The authors develop an analytical and experimental approach using TEM to accurately determine graphene thickness, simplifying and speeding up the process compared to existing methods.

Findings

Transmitted intensity is linearly related to thickness in thin graphite.

The experimental absorption constant closely matches theoretical calculations.

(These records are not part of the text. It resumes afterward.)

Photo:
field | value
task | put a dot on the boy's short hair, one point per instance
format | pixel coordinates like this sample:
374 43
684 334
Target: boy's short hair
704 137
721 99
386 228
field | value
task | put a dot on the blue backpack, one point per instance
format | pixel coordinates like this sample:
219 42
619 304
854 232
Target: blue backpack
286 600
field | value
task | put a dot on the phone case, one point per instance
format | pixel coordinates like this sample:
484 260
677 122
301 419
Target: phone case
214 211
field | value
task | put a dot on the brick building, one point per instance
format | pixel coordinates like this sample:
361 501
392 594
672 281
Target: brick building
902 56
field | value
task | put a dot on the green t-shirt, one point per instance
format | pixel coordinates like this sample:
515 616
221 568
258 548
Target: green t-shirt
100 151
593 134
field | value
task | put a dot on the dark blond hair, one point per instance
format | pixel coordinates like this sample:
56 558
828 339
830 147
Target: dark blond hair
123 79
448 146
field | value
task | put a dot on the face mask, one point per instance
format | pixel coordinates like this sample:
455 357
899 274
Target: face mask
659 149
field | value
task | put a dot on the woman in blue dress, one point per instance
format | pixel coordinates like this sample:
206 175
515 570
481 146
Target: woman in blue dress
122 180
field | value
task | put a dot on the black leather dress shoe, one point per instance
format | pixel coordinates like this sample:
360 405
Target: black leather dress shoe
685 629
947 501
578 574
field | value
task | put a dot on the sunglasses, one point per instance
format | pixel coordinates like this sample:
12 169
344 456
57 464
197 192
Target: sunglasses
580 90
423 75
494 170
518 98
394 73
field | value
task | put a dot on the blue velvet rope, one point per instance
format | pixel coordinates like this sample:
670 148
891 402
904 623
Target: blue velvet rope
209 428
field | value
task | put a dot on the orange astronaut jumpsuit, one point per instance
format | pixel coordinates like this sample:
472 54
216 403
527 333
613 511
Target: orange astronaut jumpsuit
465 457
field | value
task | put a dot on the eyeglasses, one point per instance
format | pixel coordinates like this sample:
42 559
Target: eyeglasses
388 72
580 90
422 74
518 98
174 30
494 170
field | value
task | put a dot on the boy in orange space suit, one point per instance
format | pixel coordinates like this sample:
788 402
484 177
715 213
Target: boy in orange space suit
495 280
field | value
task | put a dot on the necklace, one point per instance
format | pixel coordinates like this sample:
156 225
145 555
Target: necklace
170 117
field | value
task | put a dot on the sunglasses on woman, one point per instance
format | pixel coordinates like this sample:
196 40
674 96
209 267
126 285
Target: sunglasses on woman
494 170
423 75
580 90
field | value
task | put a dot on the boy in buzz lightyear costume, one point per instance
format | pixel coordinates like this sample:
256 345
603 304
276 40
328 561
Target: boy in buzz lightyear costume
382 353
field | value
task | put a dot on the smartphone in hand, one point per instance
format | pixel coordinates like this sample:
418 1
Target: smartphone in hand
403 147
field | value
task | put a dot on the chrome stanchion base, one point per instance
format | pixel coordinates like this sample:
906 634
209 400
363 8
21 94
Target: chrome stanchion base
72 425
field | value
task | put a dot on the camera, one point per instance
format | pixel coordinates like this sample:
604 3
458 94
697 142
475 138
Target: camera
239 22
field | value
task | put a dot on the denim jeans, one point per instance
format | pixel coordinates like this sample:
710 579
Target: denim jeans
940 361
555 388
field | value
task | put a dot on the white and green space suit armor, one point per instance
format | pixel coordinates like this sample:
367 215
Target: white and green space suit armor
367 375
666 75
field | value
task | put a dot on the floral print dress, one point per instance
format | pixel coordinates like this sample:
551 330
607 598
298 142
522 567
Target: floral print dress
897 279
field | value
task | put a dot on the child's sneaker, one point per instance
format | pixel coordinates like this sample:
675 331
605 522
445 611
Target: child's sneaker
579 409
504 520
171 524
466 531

The method is effective for samples up to several tens of nanometers thick.

Abstract

We present a simple and fast method for thickness characterization of suspended graphene flakes that is based on transmission electron microscopy (TEM) techniques. For this method, the dynamical theory of electron diffraction (Bloch-wave approach in two-beam case approximation) was used to obtain an analytical expression for the intensity of the transmitted electron beam I0(t), as function of the specimen thickness t for thin samples (t<< {\lambda}; where {\lambda} is the absorption constant for graphite). We show that in thin graphite crystals the transmitted intensity is a linear function of the thickness. To obtain a more quantitative description of I0(t), high resolution (HR) TEM simulations are performed using the Bloch wave approach of the JEMS software. From such calculations, we obtain {\lambda} for a 001 zone axis orientation, in a two-beam case and in a low symmetry orientation. Subsequently, HR (used to determine t) and bright-field (to measure I0(0) and I0(t)) images were acquired to experimentally determine {\lambda}. We obtain that the experimental value in the low symmetry orientation is close to the calculated value (i.e. {\lambda}=225 nm for 300 kV accelerating voltage and 3 mrad collection angle). The simulations also show that the linear approximation obtained from the analytical expression is valid up to a sample thickness of several ten nanometers, depending on the orientation. When compared to standard techniques for thickness determination of graphene/graphite, the method we propose has the advantage of being relatively simple and fast, requiring only the acquisition of bright-field images.